Monitoring local pulmonary cAMP levels: Combining precision cut lung slice (PCLS) and fluorescence resonance energy transfer (FRET) technologies in mice

Abstract

Cyclic AMP (cAMP) is one of the most important second messengers and a target for the therapy of COPD, a disease primarily provoked by cigarette smoke. Cyclic nucleotide hydrolyzing phosphodiesterases (PDEs) are able to degrade cAMP or cGMP within subcellular compartments, thereby potentially altering pulmonary responses including airway contractility and inflammation. We combined the PCLS technique in mice with FRET to monitor cAMP in real time.

We provide evidence that the FRET and PCLS technologies can be combined in CAG-Epac1-camps mice to measure global cAMP levels.
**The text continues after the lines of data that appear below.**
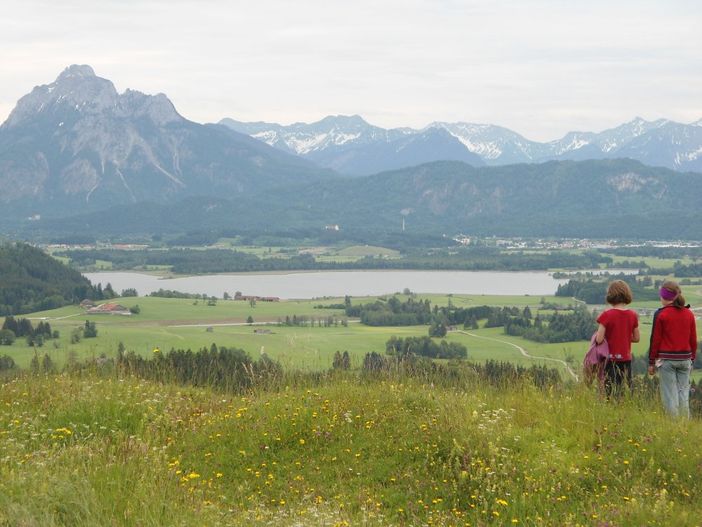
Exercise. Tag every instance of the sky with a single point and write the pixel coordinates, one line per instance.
(539, 67)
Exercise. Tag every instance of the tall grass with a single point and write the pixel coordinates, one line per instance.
(340, 448)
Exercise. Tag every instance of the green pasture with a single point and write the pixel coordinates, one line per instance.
(167, 323)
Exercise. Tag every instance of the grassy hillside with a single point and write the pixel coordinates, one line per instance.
(182, 323)
(90, 450)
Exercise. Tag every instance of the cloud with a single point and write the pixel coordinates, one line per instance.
(542, 67)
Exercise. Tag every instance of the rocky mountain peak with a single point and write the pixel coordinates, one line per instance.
(158, 108)
(76, 71)
(76, 90)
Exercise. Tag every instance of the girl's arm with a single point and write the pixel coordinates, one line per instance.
(599, 337)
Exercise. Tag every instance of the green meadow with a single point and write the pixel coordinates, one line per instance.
(91, 449)
(166, 323)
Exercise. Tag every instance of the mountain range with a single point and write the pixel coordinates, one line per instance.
(618, 198)
(352, 146)
(78, 157)
(76, 145)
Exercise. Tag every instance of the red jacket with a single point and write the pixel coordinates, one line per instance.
(674, 335)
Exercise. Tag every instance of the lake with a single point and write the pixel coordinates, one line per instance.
(339, 283)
Moreover, we found in fenoterol-stimulated PCLS that PDE4 accounts for more than 80% of the total cAMP-PDE activity. Besides PDE4, PDE3 known as a cGMP-inhibited PDE also contributes to cAMP hydrolysis, indicating that cGMP may modulate the maintenance of local cAMP in PCLS. In contrast, the cGMP-activated PDE2 plays a limited role in cAMP hydrolysis.

Exposure to CSE did not alter the FRET signal in the presence of the PDE4 inhibitor in fenoterol-stimulated PCLS. In contrast, we found a significant increase in PDE3-dependent FRET responses (p<0.05). Under basal conditions, CSE treatment altered local cAMP levels by significantly increasing both PDE4 and PDE3 inhibitor effects. Both PDE4/3 are the most important cyclic nucleotide hydrolyzing enzymes responsible for the local regulation of cAMP in the β₂-AR microdomain in the lung. In conclusion, our findings suggest that exposure to CSE causes alterations in the expression of both PDE4 and PDE3 and may thus alter functional responses in the airways.